Меж тем, вентилятор так же неожиданно вдруг выключился. Громадные лопасти исполина по инерции всё ещё вращались, но с каждым оборотом их движение становилось всё медленнее, пока они окончательно не замерли, покачиваясь и отдыхая от непривычной для них нагрузки. Всё стихло, снова воцарилась тишина, разрушаемая только стрекотом кузнечиков.
Обратно шли молча. Солнце уже стало опускаться вниз и цеплялось за верхушки сосен, дорожку сверху было не видно, и они искали глазами то место, где забирались на насыпь.
Ти-ик! Щёлк!
Первая, ещё невидимая волна пробежала по рельсам, заставляя металл натянуться пружиной. Ти-ик! Щёлк! Ти-ик! И снова – ти-ик!
Они обернулись. Семафор изменил сигнал и теперь горел ровным зелёным светом. Далеко-далеко, за мостом, оврагом, ещё невидимый отсюда, загудел поезд. Он отходил от станции и предупреждал машины, чтобы никакому лихачу не пришло в голову проскочить переезд, минуя под крики сторожа с оранжевым флажком в руке полосатый шлагбаум.
Ти-ик, ти-ик, ти-ик, щёлк, щёлк, щёлк – рельсы уже радостно гудели и радовались приближению колёс поезда.
Семафор переключился на недовольно мигающий жёлтый, свидетельствующий о том, что поезд немного опаздывает и вообще-то ему надо поторапливаться, чтобы нагнать расписание.

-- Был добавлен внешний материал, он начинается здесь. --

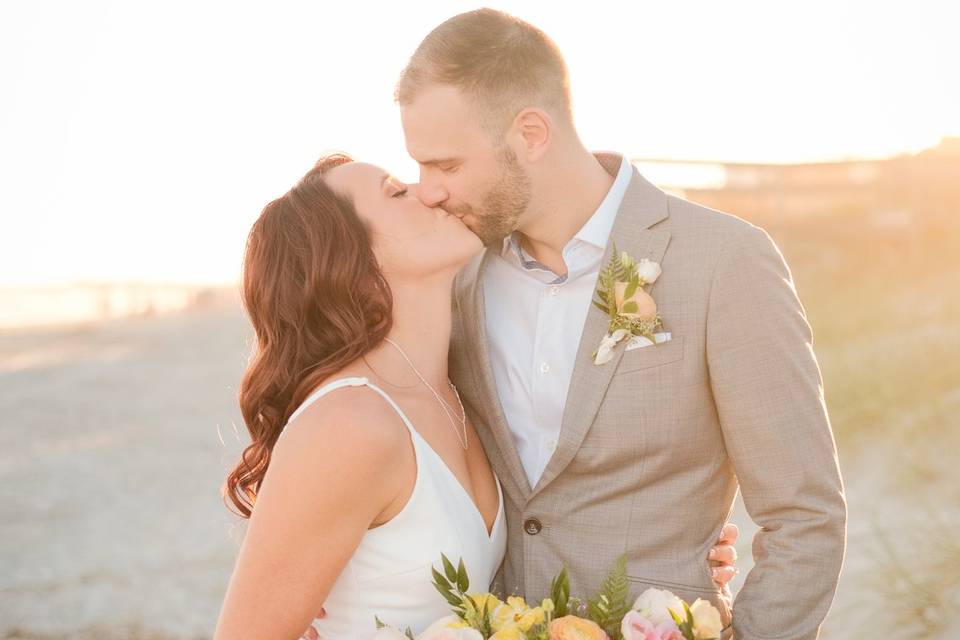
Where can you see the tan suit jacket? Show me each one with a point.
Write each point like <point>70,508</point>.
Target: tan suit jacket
<point>653,443</point>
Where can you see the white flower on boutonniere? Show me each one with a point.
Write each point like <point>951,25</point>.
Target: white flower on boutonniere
<point>621,296</point>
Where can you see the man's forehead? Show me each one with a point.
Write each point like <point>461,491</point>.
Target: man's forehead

Оставляя за собой оползни щебня, они кубарем скатились вниз и побежали сквозь сухую траву, наступив на ржавую банку с водой и поднимая в воздух тучи растревоженной мошкары. Остановившись подальше, на безопасном расстоянии, они обернулись в сторону полотна как раз в тот момент, когда прямо перед ними с грохотом минуя старый мост, выскочил поезд. Локомотив был выцвевшего зеленого цвета, в центре, между небольшими фарами находилась выпуклая красная звезда с когда-то позолоченными крылышками. Вверху был огромный прожектор, к сожалению, он был выключен, но зато им удалось разглядеть машиниста — он сидел в расстёгнутой на груди форменной рубашке, высунув локоть в опущенное боковое окно кабины. А потом на них обрушился грохот вагонов. Спеша и пытаясь опередить друг-друга, будто играли наперегонки, они неслись по рельсам, и рельсы ухали на стыках и было видно, как они прогибаются, а потом распрямляются и даже было видно тот самый цветочек, который испуганно наклонил головку и прижался к насыпи, пытаясь спрятаться от этого натиска, вихря, от запаха раскалённого железа, масла, тормозных накладок, жжёного угля.
Через несколько секунд состав пронесся , оставляя их позади и унося с собой грохот и шум и они увидели последний вагон, сцепку, какие-то резиновые шланги и красный фонарь внизу, сбоку, мерно качавшийся в такт движению. Они провожали его взглядом, пока фонарь не исчез за поворотом, унося куда-то далеко пассажиров, проводников, официантов вагона-ресторана и машиниста в расстёгнутой рубашке.
Заканчивался день, очередной день жизни, заканчивалось лето, подходил к концу очередной природный цикл, на смену которому должно было прийти увядание, сон и готовность природы к долгой снежной зиме. А их впереди ждала целая жизнь – неведомая и прекрасная.